Судмедэксперт Лонго прислал ей фотографию для опознания – и сразу же позвонил.
– По всей видимости, лицевые травмы вызваны бычьей головой. Убийца действительно выдолбил ее от шеи до мозга, а затем нахлобучил этот жуткий колпак на череп жертвы на манер сплошной маски. Но внутри оставались позвонки животного и часть мышечной ткани. Они-то и изуродовали лицо парнишки.
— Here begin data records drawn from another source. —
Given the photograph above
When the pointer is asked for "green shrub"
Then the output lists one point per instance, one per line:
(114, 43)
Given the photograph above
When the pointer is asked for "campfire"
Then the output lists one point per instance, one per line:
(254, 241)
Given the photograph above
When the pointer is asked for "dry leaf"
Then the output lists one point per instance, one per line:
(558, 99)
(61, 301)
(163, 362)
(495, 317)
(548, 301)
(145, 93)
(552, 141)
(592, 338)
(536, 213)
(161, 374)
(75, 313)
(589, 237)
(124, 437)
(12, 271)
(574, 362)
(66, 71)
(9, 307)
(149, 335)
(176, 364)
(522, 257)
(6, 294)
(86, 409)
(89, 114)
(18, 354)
Парнишки… Лонго употребил правильное слово. Убитому было не больше двадцати лет. Крашенные в черный – воронова крыла – цвет, небрежно подстриженные волосы. Должно быть, гот. Криминалисты уже прогнали отпечатки его пальцев по общенациональной базе данных – впустую. Он никогда не отбывал наказание и даже ни разу не задерживался полицией за мелкие правонарушения. Результатов из Автоматизированной национальной системы генетической информации еще не поступало – для проведения всех необходимых анализов требовалось время.
– Это его и убило?
– Нет, он был уже мертв.
– Причина смерти?
– Чутье меня не обмануло. Передоз. Сегодня утром пришли результаты токсикологического анализа. В крови клиента обнаружено почти два грамма героина.
– Почему ты думаешь, что он умер от передоза?
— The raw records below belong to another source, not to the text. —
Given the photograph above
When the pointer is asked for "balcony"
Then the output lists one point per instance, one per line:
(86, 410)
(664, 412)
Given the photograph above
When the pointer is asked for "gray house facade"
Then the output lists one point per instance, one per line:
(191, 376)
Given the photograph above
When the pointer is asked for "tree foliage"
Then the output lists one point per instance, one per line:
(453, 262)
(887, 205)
– Никто не в состоянии пережить такую сильную интоксикацию. Имей в виду, что я говорю о почти чистом героине. С другой стороны, любые иные повреждения отсутствуют.
Анаис перестала строчить в блокноте.
– Что ты называешь почти чистым героином?
– Концентрацию активного вещества в пределах восьмидесяти процентов.
Анаис хорошо знала мир наркотиков. Успела познакомиться с ним в Орлеане – городе, служившем перекрестком наркоторговли в регионе Иль-де-Франс. И потому ей было известно, что дури такой степени чистоты на рынке не бывает. Нигде. Особенно в Бордо.
– Что еще ты можешь сказать по результатам токсикологического анализа?
– Тебя интересует имя и адрес дилера?
Анаис оставила этот укол без ответа.
– Ясно одно, – продолжил Лонго. – Жертва – нарк со стажем. Я ведь показывал тебе его руку. Так вот, я обнаружил следы уколов даже на кистях. Носовые перегородки исследовать не удалось ввиду плачевного состояния костей и хрящей, но мне никакие подтверждения и не требовались. Клиент сидел на герыче давно и плотно. И ни за что не рискнул бы уколоться, если бы знал, что ему подсунули.